This dduk, or ricecake, is the base of Chef Jennifer Kim’s signature Dukkbokki Lamb Ragu, which she serves at her award-winning restaurant Passerotto in Chicago. Says Kim: “This dish brings me back to my college days at UIC, which was a five minute walk away from Taylor Street aka Little Italy. Occasionally, I would get mega-homesick for Korean food but typically wouldn’t have the means to get out to K-town; Italian food became my homesick-sub-in because it would elicit the same feelings of comfort that Korean food brought. The dukkbokki dish became an homage of sorts to the period in my life where I started discovering the duality of being Korean-American and how traditions or authenticity is self-derived instead of socially mandated.” Preach, Chef!
What will top your dduk?
Chef Jennifer Kim’s Rice Cakes
- 300 g rice flour
- 180 g glutinous rice flour
- 12 g salt
- 4 g cornstarch
- 400 ml hot water
- sesame oil as needed
- In a bowl, mix all dry ingredients; add half the hot water and incorporate with a wooden spoon; add in rest of water little by little until a shaggy soft dough forms.

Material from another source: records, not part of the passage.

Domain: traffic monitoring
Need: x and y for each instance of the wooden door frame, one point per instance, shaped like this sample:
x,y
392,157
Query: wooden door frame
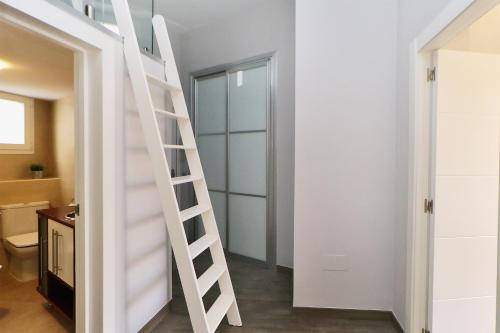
x,y
454,18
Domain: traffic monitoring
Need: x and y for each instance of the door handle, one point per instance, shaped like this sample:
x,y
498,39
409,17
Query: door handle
x,y
54,252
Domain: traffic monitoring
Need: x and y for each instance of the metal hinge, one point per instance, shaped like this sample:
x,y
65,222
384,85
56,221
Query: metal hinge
x,y
428,206
431,74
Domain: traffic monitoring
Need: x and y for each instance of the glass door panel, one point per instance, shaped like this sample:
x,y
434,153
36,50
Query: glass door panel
x,y
247,228
248,99
212,150
247,163
211,136
211,105
232,120
248,122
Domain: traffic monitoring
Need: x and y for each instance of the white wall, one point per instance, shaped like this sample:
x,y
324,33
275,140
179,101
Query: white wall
x,y
146,242
265,28
345,153
414,16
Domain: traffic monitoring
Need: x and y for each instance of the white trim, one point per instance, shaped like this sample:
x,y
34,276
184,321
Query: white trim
x,y
96,53
28,147
458,15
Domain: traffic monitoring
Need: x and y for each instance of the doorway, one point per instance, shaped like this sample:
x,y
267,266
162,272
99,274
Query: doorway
x,y
232,117
38,181
455,233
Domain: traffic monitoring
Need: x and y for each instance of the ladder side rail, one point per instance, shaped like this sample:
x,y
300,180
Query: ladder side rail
x,y
208,218
166,52
195,167
160,166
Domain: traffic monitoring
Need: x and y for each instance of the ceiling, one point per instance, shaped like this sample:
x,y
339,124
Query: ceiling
x,y
481,36
192,14
32,66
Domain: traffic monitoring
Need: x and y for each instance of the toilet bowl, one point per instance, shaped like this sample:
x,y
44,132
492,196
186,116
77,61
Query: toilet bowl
x,y
19,238
22,251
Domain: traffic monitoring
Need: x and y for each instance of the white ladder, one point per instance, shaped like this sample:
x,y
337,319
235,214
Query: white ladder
x,y
194,288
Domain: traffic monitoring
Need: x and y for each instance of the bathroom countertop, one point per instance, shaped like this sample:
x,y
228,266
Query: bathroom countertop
x,y
58,214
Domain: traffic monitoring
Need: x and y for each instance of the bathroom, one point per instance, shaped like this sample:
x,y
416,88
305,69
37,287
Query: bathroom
x,y
37,183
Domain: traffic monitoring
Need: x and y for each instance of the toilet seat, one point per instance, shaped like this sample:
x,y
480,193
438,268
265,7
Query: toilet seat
x,y
23,240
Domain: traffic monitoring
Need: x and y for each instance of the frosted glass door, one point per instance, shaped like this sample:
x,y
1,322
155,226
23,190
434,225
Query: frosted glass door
x,y
248,122
211,129
232,122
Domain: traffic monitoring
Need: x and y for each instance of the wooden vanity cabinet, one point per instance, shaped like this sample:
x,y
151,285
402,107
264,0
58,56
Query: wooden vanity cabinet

- Place in a microwave safe bowl and cover with plastic wrap, making sure to vent a small corner to allow steam to escape.
- Microwave on high 1 minutes; remove plastic wrap and mix thoroughly with a wooden spoon.
- Place plastic back on top, vent, and microwave on high 30 seconds; remove wrap and mix thoroughly again.
- Place plastic back on top, vent, and microwave on high 30 seconds; remove from bowl and place onto a clean work surface that has been oiled with a little bit of sesame oil.
- Pound with the end of a rolling pin or other flat surface for 3-5 minutes; knead for 7-10 minutes until a smooth, elastic dough forms.
- Cut dough into four equal sections; take one section (cover remaining pieces) and start rolling it out into a smooth rope about ½” in diameter; cut into 4″ sections and place onto a parchment lined sheet tray; repeat with remaining dough.
- Bring a pot of salted water to a boil; blanch rice cakes until they float to the top of the water and place onto an oiled sheet tray; cool and portion.
- Top with your favorite sauces, meats, or veggies and enjoy!